21. Do you have any comments on Template 3?
We welcome the clarity improvement made by the EBA on Template 3. Disclosing transition indicators is essential to assess the riskiness of banks' current exposure. Including both the “Baseline” metric and the IEA NZE2050 target metric will contribute to improving the transparency of the banks’ risk profiles.
Additionally, it is crucial to maintain comparability and consistency in banks' reporting. Hence, we recommend that the EBA maintain at least a list of high carbon-intensive sectors in Template 3. Banks could then complete this list with sectors relevant to their specific balance sheet.
Given the importance of assessing transition metrics and their possible deviation from global standards, we ask the EBA to also implement a simplified template for other non-large institutions (other listed institutions and SNCIs). This simplified template could focus only on high-emitting carbon-intensive sectors and on the main intensity metric target (columns A to I) without introducing additional targets. Encouraging SNCI to consider and disclose the risks of deviation from international standards should not be viewed as an added burden. Instead, it should be seen as a necessary step, as they must commit to a sustainable transition just like the rest of the banking sector.

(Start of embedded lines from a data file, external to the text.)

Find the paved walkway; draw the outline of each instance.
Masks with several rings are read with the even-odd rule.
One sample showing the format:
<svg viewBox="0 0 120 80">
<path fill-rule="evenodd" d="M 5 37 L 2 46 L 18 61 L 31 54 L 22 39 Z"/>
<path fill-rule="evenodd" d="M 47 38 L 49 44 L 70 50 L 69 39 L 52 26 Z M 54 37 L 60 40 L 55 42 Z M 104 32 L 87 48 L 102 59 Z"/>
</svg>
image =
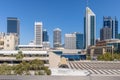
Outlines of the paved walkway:
<svg viewBox="0 0 120 80">
<path fill-rule="evenodd" d="M 120 75 L 120 62 L 68 62 L 70 69 L 88 70 L 91 74 L 99 75 Z"/>
</svg>

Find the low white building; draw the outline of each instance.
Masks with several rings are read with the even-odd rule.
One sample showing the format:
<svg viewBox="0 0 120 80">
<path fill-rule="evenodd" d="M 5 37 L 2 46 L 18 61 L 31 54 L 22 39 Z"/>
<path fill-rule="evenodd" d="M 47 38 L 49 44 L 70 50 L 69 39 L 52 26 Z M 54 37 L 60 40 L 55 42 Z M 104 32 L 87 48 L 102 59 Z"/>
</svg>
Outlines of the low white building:
<svg viewBox="0 0 120 80">
<path fill-rule="evenodd" d="M 4 50 L 15 50 L 18 46 L 18 36 L 10 33 L 4 36 Z"/>
</svg>

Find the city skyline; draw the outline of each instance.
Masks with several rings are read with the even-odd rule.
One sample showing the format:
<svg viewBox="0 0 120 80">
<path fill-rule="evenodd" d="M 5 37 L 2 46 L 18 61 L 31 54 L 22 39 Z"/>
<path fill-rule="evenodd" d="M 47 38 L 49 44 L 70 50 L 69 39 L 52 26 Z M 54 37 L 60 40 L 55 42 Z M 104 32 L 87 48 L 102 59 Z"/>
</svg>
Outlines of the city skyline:
<svg viewBox="0 0 120 80">
<path fill-rule="evenodd" d="M 103 25 L 103 16 L 116 16 L 118 21 L 120 19 L 120 12 L 118 10 L 120 1 L 114 1 L 114 4 L 116 4 L 116 6 L 113 6 L 113 1 L 114 0 L 111 0 L 109 2 L 105 0 L 89 0 L 89 7 L 93 10 L 93 12 L 95 12 L 97 17 L 97 38 L 100 38 L 99 33 L 100 28 Z M 109 4 L 106 6 L 106 3 Z M 4 5 L 6 6 L 4 7 Z M 84 14 L 86 8 L 86 0 L 71 0 L 69 2 L 64 0 L 31 0 L 29 3 L 28 1 L 23 0 L 1 0 L 0 6 L 0 32 L 7 32 L 7 17 L 19 18 L 21 44 L 28 44 L 31 40 L 34 40 L 35 21 L 43 22 L 43 29 L 47 29 L 48 34 L 50 35 L 51 43 L 53 43 L 53 29 L 57 27 L 62 30 L 62 43 L 64 42 L 63 38 L 65 33 L 84 33 Z"/>
</svg>

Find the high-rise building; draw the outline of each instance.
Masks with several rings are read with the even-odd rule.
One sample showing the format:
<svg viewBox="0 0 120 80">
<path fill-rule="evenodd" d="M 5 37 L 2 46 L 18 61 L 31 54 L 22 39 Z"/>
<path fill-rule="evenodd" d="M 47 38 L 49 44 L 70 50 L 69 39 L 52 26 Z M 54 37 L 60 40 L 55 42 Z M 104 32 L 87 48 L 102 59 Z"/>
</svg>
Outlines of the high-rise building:
<svg viewBox="0 0 120 80">
<path fill-rule="evenodd" d="M 76 34 L 76 49 L 83 49 L 84 48 L 83 34 L 81 33 L 75 34 Z"/>
<path fill-rule="evenodd" d="M 6 34 L 4 37 L 4 50 L 16 50 L 18 46 L 18 36 L 14 33 Z"/>
<path fill-rule="evenodd" d="M 75 34 L 65 34 L 65 49 L 76 49 Z"/>
<path fill-rule="evenodd" d="M 42 46 L 42 22 L 35 22 L 35 45 Z"/>
<path fill-rule="evenodd" d="M 0 50 L 4 49 L 4 37 L 5 37 L 5 33 L 0 32 Z"/>
<path fill-rule="evenodd" d="M 118 20 L 115 17 L 112 19 L 110 16 L 103 17 L 103 27 L 108 27 L 112 29 L 112 37 L 111 39 L 117 39 L 118 38 Z M 108 33 L 109 34 L 109 33 Z"/>
<path fill-rule="evenodd" d="M 53 47 L 61 47 L 61 29 L 56 28 L 53 30 Z"/>
<path fill-rule="evenodd" d="M 43 42 L 48 42 L 48 41 L 49 41 L 49 36 L 48 36 L 47 30 L 44 29 L 43 30 Z"/>
<path fill-rule="evenodd" d="M 100 40 L 106 40 L 112 38 L 112 29 L 109 27 L 103 27 L 100 29 Z"/>
<path fill-rule="evenodd" d="M 84 17 L 84 47 L 95 45 L 96 40 L 96 15 L 89 8 L 86 7 Z"/>
<path fill-rule="evenodd" d="M 20 21 L 16 17 L 7 18 L 7 33 L 15 33 L 18 36 L 18 44 L 20 43 Z"/>
<path fill-rule="evenodd" d="M 118 39 L 120 39 L 120 33 L 118 34 Z"/>
</svg>

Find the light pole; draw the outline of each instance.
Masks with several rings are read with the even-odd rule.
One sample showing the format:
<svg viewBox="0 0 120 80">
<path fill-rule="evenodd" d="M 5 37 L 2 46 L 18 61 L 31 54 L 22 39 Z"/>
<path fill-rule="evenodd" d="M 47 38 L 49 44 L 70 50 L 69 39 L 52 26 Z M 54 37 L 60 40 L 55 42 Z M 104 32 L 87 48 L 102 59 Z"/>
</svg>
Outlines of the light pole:
<svg viewBox="0 0 120 80">
<path fill-rule="evenodd" d="M 112 59 L 113 59 L 113 51 L 114 51 L 113 49 L 114 49 L 114 46 L 112 45 Z"/>
</svg>

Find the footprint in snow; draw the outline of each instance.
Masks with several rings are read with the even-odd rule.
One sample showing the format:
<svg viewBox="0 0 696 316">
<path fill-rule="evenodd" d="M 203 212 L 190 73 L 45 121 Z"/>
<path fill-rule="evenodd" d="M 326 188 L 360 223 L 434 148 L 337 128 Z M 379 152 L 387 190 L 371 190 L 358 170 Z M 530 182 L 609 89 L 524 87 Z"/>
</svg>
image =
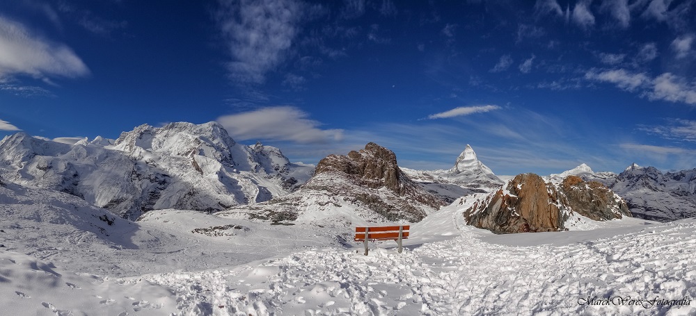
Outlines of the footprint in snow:
<svg viewBox="0 0 696 316">
<path fill-rule="evenodd" d="M 27 294 L 22 292 L 19 292 L 19 291 L 15 291 L 15 294 L 16 294 L 17 296 L 18 296 L 19 297 L 22 297 L 23 299 L 31 299 L 31 297 L 30 297 L 30 296 L 29 296 L 29 295 L 27 295 Z"/>
<path fill-rule="evenodd" d="M 102 305 L 111 305 L 115 301 L 116 301 L 116 299 L 104 299 L 103 301 L 100 301 L 99 303 L 100 303 Z"/>
</svg>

22. Do you have any comments with the proposals on Template 4 and the instructions?
The EBA should clarify which exposure should be disclosed in this template: the top 20 most carbon-intensive firms in the world or the top 20 most carbon-intensive firms in the bank's balance sheet. In both cases, facilitated emissions and off-balance sheet exposure should also be included in this template (cf question 12).
1st case Top 20 worldwide: In this case, the EBA could provide the list of the top 20 carbon-intensive firms to ensure consistency across all banks. In this case, there will be no significant burden for other non-large institutions (other listed institutions and SNCIs) to disclose such a template, as it simply involves matching their exposures to this top 20 list.
2nd case Top 20 polluting firms in bank’s portfolio: In this case, to make the template useful for assessing climate transition risk, the EBA should require banks to include GHG intensity metrics (weighted average) corresponding to the exposure. This addition will enable comparability across banks.
23. Do you have any views on whether this template could be improved with some more granular information in the rows, by requesting e.g. split by sector of counterparty or other?
Due to the lack of clarity in the information disclosed in Template 4, we believe that asking for a breakdown by sector of the top 20 carbon-intensive companies will enhance comparability among banks and improve transparency.
25. Do you have any comments on the proposal using NUTS level 3 breakdown for Large institutions and NUTS level 2 for Other listed institutions and Large subsidiaries? Would NUTS level 2 breakdown be sufficient for Large institutions as well?
NUTS level 3 provides for sufficient granularity on climate physical risks, and we support using NUTS level 3 when evaluating these risks. Nevertheless, disclosing only the top 10 NUTS level 3 may not cover a sufficient share of the total exposure for huge international banks given that the surface of NUTS 3 regions is relatively small. Therefore, we support using NUTS level 2 also for large institutions for disclosure purposes.